Someone Wanton His Way Comes Read online

Page 6


  Chapter 4

  Sylvia hadn’t intended to create a stir amongst the ton.

  Just as she hadn’t planned to forge and form a society.

  Alas, after a little more than a month of living on Waverton Street, that was precisely what she and her new living partners had, in fact, created.

  They had set all the peerage abuzz.

  And Sylvia had never found herself happier with her changed circumstances.

  Thunk-Thunk-Thunk.

  The silver lorgnette, the makeshift gavel that began and adjourned all meetings, landed three times upon the turquoise-painted pine desk. “This meeting is called to order,” the most vocal of their group, Lady Annalee, announced to the crowded room of women. She paused to take a draw from her cheroot, and exhaled a perfectly formed circle. “First order: new business.”

  Sylvia looked to her sister, Lila.

  Lila, who, following her attack at Peterloo, had withdrawn from the world, and had recently returned to the living, thanks to the support of her now husband, Hugh. And yet, Sylvia still detected a tension and palpable unease in her sister at her changed circumstances. Perhaps it would always be there. “Lila has something to share with the group,” she volunteered in a bid to help her sister along. “Lila?”

  All eyes went to the dark-haired woman, now proprietress of her own establishment, where men and women learned the art of self-defense. Lila cleared her throat. “As you are aware, my husband is a carver. He fashioned this for our group and our meetings.” Reaching into her bag, she withdrew a small, circular disc, carved and painted yellow. Next, she took out an intricately detailed gavel; with a ribbed handle and a daisy carved upon the top and bottom of the head, every part had been lovingly attended to.

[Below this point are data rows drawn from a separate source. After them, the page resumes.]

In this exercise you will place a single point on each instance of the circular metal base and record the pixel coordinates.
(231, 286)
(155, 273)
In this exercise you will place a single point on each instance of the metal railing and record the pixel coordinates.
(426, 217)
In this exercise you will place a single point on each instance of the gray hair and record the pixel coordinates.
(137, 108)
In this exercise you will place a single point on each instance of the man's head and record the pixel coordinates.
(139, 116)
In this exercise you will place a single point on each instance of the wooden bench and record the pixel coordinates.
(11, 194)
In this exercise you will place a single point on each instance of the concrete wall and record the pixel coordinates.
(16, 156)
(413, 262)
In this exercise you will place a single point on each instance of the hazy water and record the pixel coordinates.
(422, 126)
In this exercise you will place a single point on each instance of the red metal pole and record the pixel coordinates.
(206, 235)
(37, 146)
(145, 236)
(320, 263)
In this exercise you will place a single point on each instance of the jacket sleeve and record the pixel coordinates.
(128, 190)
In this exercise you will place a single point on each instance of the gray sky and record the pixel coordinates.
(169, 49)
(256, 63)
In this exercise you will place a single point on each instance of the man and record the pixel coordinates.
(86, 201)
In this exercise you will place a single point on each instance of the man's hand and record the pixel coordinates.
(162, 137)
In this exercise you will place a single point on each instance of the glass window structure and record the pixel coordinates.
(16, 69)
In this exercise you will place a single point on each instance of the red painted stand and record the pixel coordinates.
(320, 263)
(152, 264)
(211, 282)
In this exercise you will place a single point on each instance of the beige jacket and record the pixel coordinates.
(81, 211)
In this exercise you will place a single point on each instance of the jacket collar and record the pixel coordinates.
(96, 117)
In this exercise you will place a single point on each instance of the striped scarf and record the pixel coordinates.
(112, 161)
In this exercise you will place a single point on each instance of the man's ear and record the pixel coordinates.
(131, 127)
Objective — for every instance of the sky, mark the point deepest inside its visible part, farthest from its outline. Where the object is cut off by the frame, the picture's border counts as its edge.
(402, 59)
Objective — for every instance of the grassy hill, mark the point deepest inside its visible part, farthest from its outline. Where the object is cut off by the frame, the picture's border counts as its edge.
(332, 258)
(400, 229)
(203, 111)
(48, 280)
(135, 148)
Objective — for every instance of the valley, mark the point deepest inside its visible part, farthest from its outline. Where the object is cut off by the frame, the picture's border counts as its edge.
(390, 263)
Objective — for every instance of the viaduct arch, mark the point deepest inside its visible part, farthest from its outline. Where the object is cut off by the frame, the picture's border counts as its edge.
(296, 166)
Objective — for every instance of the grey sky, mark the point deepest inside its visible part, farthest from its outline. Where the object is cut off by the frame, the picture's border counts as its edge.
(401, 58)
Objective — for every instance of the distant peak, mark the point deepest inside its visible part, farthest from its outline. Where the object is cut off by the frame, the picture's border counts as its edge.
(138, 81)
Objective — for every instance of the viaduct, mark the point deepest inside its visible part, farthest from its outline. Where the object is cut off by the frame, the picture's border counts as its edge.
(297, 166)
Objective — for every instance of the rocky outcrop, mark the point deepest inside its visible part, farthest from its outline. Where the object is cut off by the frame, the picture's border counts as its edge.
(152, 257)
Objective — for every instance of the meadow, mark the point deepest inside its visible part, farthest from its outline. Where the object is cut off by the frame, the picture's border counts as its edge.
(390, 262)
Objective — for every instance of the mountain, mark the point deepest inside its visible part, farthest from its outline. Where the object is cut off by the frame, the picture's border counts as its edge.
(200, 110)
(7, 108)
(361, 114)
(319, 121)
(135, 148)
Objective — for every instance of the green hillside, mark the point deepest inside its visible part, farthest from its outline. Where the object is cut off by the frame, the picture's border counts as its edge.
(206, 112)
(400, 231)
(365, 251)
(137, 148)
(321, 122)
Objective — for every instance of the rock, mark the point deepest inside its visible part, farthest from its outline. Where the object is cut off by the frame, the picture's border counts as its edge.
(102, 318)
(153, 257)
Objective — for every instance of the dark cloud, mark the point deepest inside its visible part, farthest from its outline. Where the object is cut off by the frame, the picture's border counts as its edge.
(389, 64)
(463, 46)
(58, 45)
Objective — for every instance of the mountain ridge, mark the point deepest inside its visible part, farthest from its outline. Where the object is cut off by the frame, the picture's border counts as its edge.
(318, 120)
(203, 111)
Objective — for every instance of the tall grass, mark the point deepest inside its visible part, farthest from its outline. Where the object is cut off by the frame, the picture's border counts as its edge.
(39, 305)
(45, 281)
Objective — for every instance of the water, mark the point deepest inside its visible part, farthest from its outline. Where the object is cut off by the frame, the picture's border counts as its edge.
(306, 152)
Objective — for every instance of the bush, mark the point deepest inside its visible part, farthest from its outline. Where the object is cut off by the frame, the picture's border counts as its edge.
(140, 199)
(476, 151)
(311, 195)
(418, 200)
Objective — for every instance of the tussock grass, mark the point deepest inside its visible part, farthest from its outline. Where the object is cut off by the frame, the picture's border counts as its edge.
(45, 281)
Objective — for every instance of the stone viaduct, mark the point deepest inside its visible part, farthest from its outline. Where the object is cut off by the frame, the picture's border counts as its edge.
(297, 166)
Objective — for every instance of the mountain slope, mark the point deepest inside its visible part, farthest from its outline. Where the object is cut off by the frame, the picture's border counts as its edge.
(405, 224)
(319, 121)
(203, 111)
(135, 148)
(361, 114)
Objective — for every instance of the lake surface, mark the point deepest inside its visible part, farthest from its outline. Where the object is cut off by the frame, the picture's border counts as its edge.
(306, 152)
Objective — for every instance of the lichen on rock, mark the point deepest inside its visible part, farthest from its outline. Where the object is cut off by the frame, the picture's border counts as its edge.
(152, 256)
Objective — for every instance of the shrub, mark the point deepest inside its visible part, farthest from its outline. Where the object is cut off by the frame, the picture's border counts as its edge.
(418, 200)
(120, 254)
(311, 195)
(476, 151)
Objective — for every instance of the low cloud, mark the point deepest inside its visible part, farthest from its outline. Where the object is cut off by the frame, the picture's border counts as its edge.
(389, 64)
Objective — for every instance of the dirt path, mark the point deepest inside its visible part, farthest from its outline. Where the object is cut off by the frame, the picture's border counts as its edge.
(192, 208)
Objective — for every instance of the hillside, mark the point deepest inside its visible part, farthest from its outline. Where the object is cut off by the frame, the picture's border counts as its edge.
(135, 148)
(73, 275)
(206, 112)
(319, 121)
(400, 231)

Holding both aloft, she came forward, extending the set to Annalee.

  Annalee stubbed out her cheroot in the little porcelain tray of ashes and discarded the scrap, then reached for the offering. “This is . . . splendid,” she said in reverent tones as she took the gifts and held them up for the gathering to admire.

  A number of sighs went up.

  Nor did Sylvia believe for a moment those exhalations of air were anything but romantic expressions.

  After all, it would be impossible to not be in awe of a husband as devoted as Lila’s.

  Sylvia stared on, her gaze fixed on that lovingly crafted set Annalee showed to the room at large. A devoted husband, one who supported her dreams and efforts. In short, it was what Sylvia had wanted . . . and for a while, what she’d believed she had.

  More fool she . . .

  But then, what dreams had she really had? What had she really done in her life other than be the perfect lady and hostess?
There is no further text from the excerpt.